Successful ground state preparation of the mechanical oscillator

Detection of quantum vacuum fluctuations via photon/phonon-number distributions

Control of mechanical oscillators with non-Gaussian resources

Abstract

Heisenberg's uncertainty principle results in one of the strangest quantum behaviors: an oscillator can never truly be at rest. Even in its lowest energy state, at a temperature of absolute zero, its position and momentum are still subject to quantum fluctuations. Resolving these fluctuations using linear position measurements is complicated by the fact that classical noise can masquerade as quantum noise. On the other hand, direct energy detection of the oscillator in its ground state makes it appear motionless.
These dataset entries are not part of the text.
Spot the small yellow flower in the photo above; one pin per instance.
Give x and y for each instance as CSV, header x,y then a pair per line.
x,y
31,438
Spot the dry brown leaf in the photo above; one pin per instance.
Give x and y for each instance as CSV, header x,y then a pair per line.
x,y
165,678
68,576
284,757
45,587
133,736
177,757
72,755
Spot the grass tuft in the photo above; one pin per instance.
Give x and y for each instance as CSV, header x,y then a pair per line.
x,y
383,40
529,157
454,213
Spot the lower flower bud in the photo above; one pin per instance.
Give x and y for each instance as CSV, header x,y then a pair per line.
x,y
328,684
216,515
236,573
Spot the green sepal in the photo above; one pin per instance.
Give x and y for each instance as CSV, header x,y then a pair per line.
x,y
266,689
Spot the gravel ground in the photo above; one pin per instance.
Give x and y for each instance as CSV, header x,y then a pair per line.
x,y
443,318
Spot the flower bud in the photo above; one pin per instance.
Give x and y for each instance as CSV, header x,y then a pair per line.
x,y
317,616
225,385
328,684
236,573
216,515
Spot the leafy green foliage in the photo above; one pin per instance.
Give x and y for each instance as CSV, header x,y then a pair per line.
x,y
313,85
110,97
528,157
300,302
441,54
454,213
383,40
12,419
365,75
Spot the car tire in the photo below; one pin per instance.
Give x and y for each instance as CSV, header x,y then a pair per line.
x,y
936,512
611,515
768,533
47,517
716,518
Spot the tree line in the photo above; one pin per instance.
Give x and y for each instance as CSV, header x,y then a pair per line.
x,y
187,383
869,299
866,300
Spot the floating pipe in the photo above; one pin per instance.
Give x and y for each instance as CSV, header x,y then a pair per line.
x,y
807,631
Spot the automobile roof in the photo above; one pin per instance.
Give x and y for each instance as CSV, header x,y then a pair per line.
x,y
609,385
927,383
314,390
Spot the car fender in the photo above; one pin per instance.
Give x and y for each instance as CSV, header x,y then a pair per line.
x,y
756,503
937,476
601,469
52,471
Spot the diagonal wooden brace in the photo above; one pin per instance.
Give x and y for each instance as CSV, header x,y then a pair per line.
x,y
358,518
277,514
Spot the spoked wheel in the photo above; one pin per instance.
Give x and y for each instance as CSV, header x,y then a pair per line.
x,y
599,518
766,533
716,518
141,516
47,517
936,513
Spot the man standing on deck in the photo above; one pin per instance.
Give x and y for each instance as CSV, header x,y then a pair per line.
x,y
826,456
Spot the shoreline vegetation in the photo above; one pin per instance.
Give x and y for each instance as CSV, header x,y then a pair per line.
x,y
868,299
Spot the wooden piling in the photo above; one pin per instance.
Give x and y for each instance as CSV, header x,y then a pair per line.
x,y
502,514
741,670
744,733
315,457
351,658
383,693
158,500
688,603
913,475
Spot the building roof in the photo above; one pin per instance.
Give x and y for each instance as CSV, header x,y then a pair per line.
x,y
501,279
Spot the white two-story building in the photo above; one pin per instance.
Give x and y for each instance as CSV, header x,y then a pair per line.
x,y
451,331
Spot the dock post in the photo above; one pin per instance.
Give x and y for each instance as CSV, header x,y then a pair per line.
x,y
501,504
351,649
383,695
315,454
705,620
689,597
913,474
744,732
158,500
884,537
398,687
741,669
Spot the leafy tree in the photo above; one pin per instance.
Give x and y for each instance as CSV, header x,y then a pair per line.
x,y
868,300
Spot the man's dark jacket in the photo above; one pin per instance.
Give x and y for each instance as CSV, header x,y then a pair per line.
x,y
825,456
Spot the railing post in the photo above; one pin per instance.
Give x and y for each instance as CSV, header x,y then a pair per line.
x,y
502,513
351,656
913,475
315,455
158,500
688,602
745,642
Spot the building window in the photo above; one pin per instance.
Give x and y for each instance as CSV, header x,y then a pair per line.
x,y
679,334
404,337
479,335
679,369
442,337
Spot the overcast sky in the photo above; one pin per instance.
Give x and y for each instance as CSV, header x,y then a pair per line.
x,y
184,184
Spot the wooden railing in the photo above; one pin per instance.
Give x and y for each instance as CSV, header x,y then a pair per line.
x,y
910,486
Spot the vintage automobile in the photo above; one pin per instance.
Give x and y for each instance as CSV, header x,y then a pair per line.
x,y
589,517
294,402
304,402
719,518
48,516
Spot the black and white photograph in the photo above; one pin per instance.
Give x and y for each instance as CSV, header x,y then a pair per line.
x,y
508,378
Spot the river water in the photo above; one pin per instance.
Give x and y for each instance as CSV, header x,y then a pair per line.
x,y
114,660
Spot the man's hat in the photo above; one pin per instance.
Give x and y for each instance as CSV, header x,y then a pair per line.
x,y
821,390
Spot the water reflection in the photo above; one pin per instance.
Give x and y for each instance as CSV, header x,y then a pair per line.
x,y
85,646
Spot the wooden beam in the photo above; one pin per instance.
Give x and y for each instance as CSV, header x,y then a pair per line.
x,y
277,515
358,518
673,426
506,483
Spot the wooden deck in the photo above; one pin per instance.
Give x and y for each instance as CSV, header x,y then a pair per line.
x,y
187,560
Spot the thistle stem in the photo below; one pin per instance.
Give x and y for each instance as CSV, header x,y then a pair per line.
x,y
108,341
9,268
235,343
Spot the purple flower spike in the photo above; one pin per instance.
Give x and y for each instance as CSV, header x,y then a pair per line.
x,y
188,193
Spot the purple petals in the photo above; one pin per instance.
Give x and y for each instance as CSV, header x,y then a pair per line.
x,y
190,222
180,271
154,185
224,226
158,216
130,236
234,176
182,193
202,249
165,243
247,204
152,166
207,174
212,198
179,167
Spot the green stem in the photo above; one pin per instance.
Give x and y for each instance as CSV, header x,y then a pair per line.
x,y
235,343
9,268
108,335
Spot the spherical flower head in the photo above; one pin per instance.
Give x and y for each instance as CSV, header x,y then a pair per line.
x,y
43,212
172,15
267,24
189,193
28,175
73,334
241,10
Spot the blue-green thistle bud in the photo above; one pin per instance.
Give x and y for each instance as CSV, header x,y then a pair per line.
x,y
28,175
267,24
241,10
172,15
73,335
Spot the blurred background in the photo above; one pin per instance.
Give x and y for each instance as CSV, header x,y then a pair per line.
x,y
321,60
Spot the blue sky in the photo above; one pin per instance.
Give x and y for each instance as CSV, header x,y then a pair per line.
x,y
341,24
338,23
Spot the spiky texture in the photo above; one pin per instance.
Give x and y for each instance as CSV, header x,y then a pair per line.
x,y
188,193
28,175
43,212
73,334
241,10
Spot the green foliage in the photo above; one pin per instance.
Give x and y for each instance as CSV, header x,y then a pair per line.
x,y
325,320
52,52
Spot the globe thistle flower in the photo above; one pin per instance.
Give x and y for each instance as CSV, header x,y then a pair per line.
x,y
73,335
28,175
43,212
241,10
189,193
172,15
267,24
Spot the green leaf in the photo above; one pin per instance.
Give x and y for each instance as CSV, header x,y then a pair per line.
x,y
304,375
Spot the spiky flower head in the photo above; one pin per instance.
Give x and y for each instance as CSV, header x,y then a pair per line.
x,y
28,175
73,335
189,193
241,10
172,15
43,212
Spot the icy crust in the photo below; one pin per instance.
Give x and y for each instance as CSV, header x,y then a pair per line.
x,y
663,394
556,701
So how can we resolve quantum fluctuations? Here, we parametrically couple a micromechanical oscillator to a microwave cavity to prepare the system in its quantum ground state and then amplify the remaining vacuum fluctuations into real energy quanta. Exploiting a superconducting qubit as an artificial atom, we measure the photon/phonon-number distributions during these optomechanical interactions. This provides an essential non-linear resource to, first, verify the ground state preparation and second, reveal the quantum vacuum fluctuations of the macroscopic oscillator's motion. Our results further demonstrate the ability to control a long-lived mechanical oscillator using a non-Gaussian resource, directly enabling applications in quantum information processing and enhanced detection of displacement and forces.